Neither before, especially nor after.
A mundane object, which holds an intriguing presence, is a point of significance in regards to Marta Bosowska’s performance practice. Removed; relocated; abandoned; rejected; degraded – artefacts of various natures appear as independent bodies, assimilated from reality, where in most cases they have already been dissolved. Neither material existence nor scale are sufficient devices when attempting to recapture their visibility. The ‘practice of the everyday’ is showcased in stereotypical methods, transforming the object’s status once it inhabits the precise conditions of the museum exhibit. In the field of art, resourcing objects from surrounding environments is not said to be classified as anything innovative or particular. The strategy has been, and will proceed to be practiced, until, for reasons unknown, the already discovered rhetorics reveal news merits worthy of exploration, broadening the spectrum of our consciousness. The incorporation of vernacular elements in Marta Bosowska’s practice can be understood from the way she approaches performance as memory; a crucial argument when justifying methods of experiencing reality. Each object she uses, becomes a hermetic medium of memory, voicing its own history. Memory or the act of memorising, is what provokes the artist to use such objects. It is thus, Bosowska’s intention to prompt the audience to confront their own recollection – their abstract memory and the inability they have to penetrate it – rather then to preserve it in their cognisance.

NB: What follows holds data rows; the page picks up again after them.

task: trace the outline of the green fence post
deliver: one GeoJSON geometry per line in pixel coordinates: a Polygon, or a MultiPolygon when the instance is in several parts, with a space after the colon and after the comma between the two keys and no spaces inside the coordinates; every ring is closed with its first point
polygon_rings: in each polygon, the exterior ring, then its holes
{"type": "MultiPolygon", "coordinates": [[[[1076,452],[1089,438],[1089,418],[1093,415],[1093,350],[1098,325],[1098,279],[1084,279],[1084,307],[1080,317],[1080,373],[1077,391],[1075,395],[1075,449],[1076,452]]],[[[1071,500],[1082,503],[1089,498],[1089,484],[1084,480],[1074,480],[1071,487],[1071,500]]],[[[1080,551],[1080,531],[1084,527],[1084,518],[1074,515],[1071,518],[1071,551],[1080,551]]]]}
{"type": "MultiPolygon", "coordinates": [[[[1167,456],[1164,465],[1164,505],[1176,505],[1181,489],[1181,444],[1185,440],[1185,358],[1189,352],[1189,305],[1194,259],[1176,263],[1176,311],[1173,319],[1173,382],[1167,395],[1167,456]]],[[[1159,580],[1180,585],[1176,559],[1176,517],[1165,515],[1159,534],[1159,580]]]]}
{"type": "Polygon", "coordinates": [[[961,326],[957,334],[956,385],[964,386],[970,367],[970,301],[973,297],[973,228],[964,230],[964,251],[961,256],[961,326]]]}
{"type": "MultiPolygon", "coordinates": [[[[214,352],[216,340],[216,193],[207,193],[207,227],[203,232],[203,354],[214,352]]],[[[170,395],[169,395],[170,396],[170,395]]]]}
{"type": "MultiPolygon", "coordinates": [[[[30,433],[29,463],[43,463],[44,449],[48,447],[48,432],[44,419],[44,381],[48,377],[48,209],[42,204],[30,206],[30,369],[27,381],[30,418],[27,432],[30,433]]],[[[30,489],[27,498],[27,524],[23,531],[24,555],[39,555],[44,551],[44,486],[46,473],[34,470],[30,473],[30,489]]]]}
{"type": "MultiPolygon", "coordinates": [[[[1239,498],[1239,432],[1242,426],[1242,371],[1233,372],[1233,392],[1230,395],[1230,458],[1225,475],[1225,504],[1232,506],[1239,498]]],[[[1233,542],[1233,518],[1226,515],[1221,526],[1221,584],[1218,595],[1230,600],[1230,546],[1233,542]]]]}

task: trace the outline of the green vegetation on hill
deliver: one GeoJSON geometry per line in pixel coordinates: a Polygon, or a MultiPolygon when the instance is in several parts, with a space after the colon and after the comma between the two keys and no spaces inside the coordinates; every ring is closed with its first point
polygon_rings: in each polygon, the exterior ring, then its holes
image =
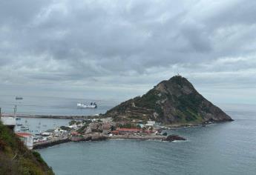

In performance, she creates a new context for specifics objects –bell, swing, carousel- thus manifesting an innovative artistic intention: replacing the unaccessible part with the equally unapproachable here and now. Parallel to this, but not in the same discourse, it can be argued that in terms of hermetic memory, the more objects deployed, the stronger the presence becomes in Bosowska’s practice. The artist reveals a remoteness to these artefacts, confronting their different qualities, while simultaneously remaining in proportional reliance to the impervious memory of the original assimilated object. On theses grounds, an original formulated concept residues, defining the object as appropriated from reality, serving as mere material from which she constructs new existence. Surprisingly, this newly formulated existence doesn’t make anything clear or closer to us, therefore making us aware of our desire to acknowledge, understand and rationalise the art object – while indeed we are incapable of such undertakings, when one considers reality and its fragments.